On the weekend, Prime Minister Narendra Modi caused a few cosmetically-lifted eyebrows to be raised when he suggested that ancient Indian must have been skilled in plastic surgery. How else would Shiva have grafted an elephant head on Ganesha after having beheaded the boy, Modi asked, reaching for an example from mythology.

That wasn't all. Ancient India was also aware of genetic science, Modi said at the inauguration of the Nita Ambani-run Sir H.N. Reliance Foundation Hospital and Research Centre in Mumbai. To back up this assertion, he noted that Karna of the Mahabharata was born outside his mother’s womb.

By citing mythology as factual evidence of scientific progress, Modi seemed to be setting himself for ridicule. Newspapers in India and abroad did not miss the opportunity to take sarcastic digs at the prime minister's statements, and, as was to be expected, social media users joined in too.

Modi could have spared himself the embarrassment if he'd put aside the epics and reached for some real Sanskrit treatises instead. Had he looked at the Sushruta Samhita, for instance, he would have found a description of one the world's first plastic surgeries by Sushruta. In his treatise, Sushruta writes about grafting a piece of skin from the cheek to the nose around 500 CE.

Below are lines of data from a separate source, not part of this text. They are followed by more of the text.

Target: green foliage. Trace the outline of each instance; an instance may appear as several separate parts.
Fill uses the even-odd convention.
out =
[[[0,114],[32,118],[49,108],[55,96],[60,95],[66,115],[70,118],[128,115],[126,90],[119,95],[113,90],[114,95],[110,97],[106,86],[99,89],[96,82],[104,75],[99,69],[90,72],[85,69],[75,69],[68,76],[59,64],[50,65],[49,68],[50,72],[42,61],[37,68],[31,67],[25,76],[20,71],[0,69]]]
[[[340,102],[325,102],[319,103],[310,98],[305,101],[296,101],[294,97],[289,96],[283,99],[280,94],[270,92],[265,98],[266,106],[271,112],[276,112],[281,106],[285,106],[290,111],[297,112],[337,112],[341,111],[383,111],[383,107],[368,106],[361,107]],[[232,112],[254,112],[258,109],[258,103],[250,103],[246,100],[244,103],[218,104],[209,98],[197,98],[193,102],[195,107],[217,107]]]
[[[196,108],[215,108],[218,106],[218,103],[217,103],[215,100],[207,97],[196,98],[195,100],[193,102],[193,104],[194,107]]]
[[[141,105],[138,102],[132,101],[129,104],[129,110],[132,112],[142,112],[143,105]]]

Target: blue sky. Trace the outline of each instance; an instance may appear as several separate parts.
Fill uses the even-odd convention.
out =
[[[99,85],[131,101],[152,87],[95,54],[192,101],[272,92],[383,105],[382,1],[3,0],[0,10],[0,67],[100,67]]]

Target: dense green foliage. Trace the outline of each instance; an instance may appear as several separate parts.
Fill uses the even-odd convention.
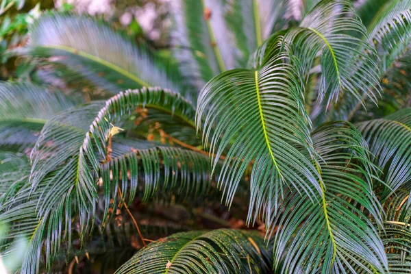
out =
[[[36,84],[0,84],[9,270],[410,273],[411,1],[171,10],[172,58],[29,25]]]

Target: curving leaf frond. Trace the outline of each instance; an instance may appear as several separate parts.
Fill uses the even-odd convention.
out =
[[[386,184],[382,199],[411,180],[411,109],[404,108],[383,119],[356,125],[381,169],[379,178]]]
[[[364,105],[362,94],[377,103],[379,93],[375,50],[359,37],[366,29],[349,1],[320,1],[299,27],[285,35],[292,54],[301,61],[303,75],[313,66],[321,53],[321,76],[318,99],[336,103],[343,92],[352,95]]]
[[[411,271],[410,208],[407,201],[410,186],[401,187],[383,204],[386,214],[380,237],[384,245],[390,273],[408,273]]]
[[[0,82],[0,145],[32,146],[49,119],[79,102],[36,85]]]
[[[371,5],[379,7],[369,1]],[[382,100],[378,105],[370,105],[364,113],[360,103],[349,100],[340,119],[349,121],[380,118],[409,106],[408,89],[410,85],[410,43],[411,42],[411,1],[409,0],[383,1],[378,12],[370,23],[369,41],[379,57],[378,66],[383,88]],[[366,99],[365,95],[362,97]]]
[[[217,229],[173,234],[138,252],[121,273],[266,273],[270,256],[252,232]]]
[[[137,190],[144,193],[145,201],[160,186],[198,196],[211,186],[207,155],[147,142],[140,145],[129,138],[123,141],[118,138],[122,129],[113,125],[121,125],[125,119],[127,122],[126,118],[143,108],[169,114],[182,127],[194,127],[195,110],[179,95],[160,88],[129,90],[103,105],[94,102],[50,120],[32,151],[29,180],[14,188],[17,192],[1,205],[0,219],[12,220],[12,225],[19,227],[10,237],[21,234],[29,238],[22,272],[39,267],[38,254],[45,238],[45,261],[50,267],[63,239],[71,242],[72,217],[76,214],[82,242],[95,223],[97,203],[104,205],[101,223],[104,227],[116,205],[126,199],[129,203]],[[182,184],[177,184],[177,180]],[[98,195],[100,187],[102,199]]]
[[[359,208],[382,224],[372,191],[366,143],[351,124],[324,124],[312,133],[321,160],[323,196],[319,202],[290,188],[272,216],[276,273],[386,273],[386,258],[377,228]],[[273,231],[278,227],[277,232]]]
[[[92,18],[47,14],[29,34],[29,54],[49,57],[51,62],[67,66],[110,92],[151,86],[184,91],[176,70],[172,73],[164,60]],[[69,81],[75,81],[75,76]]]
[[[279,37],[273,49],[277,53],[282,41]],[[321,192],[314,164],[296,148],[314,154],[310,122],[301,100],[301,84],[286,54],[273,56],[255,70],[221,73],[199,97],[197,128],[201,128],[203,139],[215,155],[214,169],[228,148],[219,178],[227,203],[253,163],[249,221],[254,207],[267,216],[272,208],[276,212],[286,186],[310,195]]]
[[[172,1],[175,56],[199,89],[214,76],[243,68],[249,55],[279,29],[284,0]]]

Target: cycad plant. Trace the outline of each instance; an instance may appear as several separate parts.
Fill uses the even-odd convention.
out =
[[[409,273],[411,1],[171,5],[171,59],[32,25],[36,84],[0,86],[1,260],[26,239],[13,271]]]

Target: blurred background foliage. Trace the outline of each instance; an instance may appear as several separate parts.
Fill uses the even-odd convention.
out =
[[[45,12],[89,14],[169,58],[169,0],[1,0],[0,80],[45,84],[44,75],[49,76],[47,66],[13,54],[27,43],[29,24]]]

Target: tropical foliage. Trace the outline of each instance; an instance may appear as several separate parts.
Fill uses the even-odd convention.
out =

He also lays out instructions for how to reconstruct a nose with a flap of living skin carved from the cheek, treating it with liquorice and sandalwood. Europeans did not perfect rhinoplasty until the 19th century.

Sushruta was not the first physician from the subcontinent to detail his treatments. Shalihotra, perhaps the world’s first recorded veterinarian, wrote a long treatise on the care of horses some thousand years before that. He not only recommended what medicines to give horses when they were ill, but also detailed surgical procedures such as eye operations and bloodletting.


Bloodletting on a horse. Illustration and text, 18th century. From Asvacikitsa. Photo credit: Wellcome Library, London.




Eye operation on a horse. Illustration and text, 18th century. From Salihotra (Hindi): Asvacikitsa of Purusottama [treatise on horses]. Photo credit: Wellcome Library, London


As is evident, India has a long and thriving history of medical treatment. Traditional medical systems such as unani and ayurveda, which call for holistic healing, are vibrant in India even today. While they are looked upon with some distrust by western medical practitioners, these practices even have a department under the union health ministry to themselves, AYUSH, which deals with ayurveda,yoga,  unani, siddha and naturopathy.

Visual evidence of India's long medical history can be found in the collection of The Wellcome Trust, a health-oriented international charity based in London, has been collecting images of medical practices from across the world since the 1890s.

The library has over 2,50,000 paintings, prints and drawings, some of which document the subcontinent's transition from Indian to western medicine, as ear cleaners and surgical veterinarians give way to British-run plague hospitals and informative posters about leprosy. Here is a selection.


Earthenware jar with Urdu inscription containing unani medical preparations, 1801. Photo credit: Wellcome Library, London.



Physician taking pulse. By a Delhi painter. Watercolour, 1825. Published: [Delhi],  [ca. 1825]. Photo credit: Wellcome Library, London.



An ear cleaner at work. By an unnamed Delhi painter, commissioned by Colonel James Skinner. Watercolour, 1825. Published: [Delhi], [ca 1825]. Photo credit: Wellcome Library, London.



A child with plague in a hospital bed, a nurse and two men by his side, during the plague epidemic in Mumbai. Photograph attributed to Captain C Moss, 1897. Photo credit: Wellcome Library, London.



Interior of a temporary hospital for plague victims. Mumbai plague epidemic, 1896-1897. Photo credit: Wellcome Library, London.



Leprosy: patients showing symptoms. Colour lithograph, [195-?]. By Hind Kusht Nivaran Sangh. Photo credit: Wellcome Library, London



Leprosy: patients showing symptoms. Colour lithograph, [195-?] By Hind Kusht Nivaran Sangh. Photo credit: Wellcome Library, London.



Colour photograph showing an anatomical model advertising a pharmacy in Delhi, India. The model is behind glass and surrounded with bottles. The pharmacist's name, Kaviraj A N Roy, BSc, MASFRMP, is written on a label at the top left of the glass case. A man, perhaps the pharmacist, sits reading a book. Photograph, 1993. By Ben Dray. Photo credit: Wellcome Library, London.


Correction: This piece has been edited to reflect that Sushruta wrote his Samhita around 500 CE, not 600 BCE.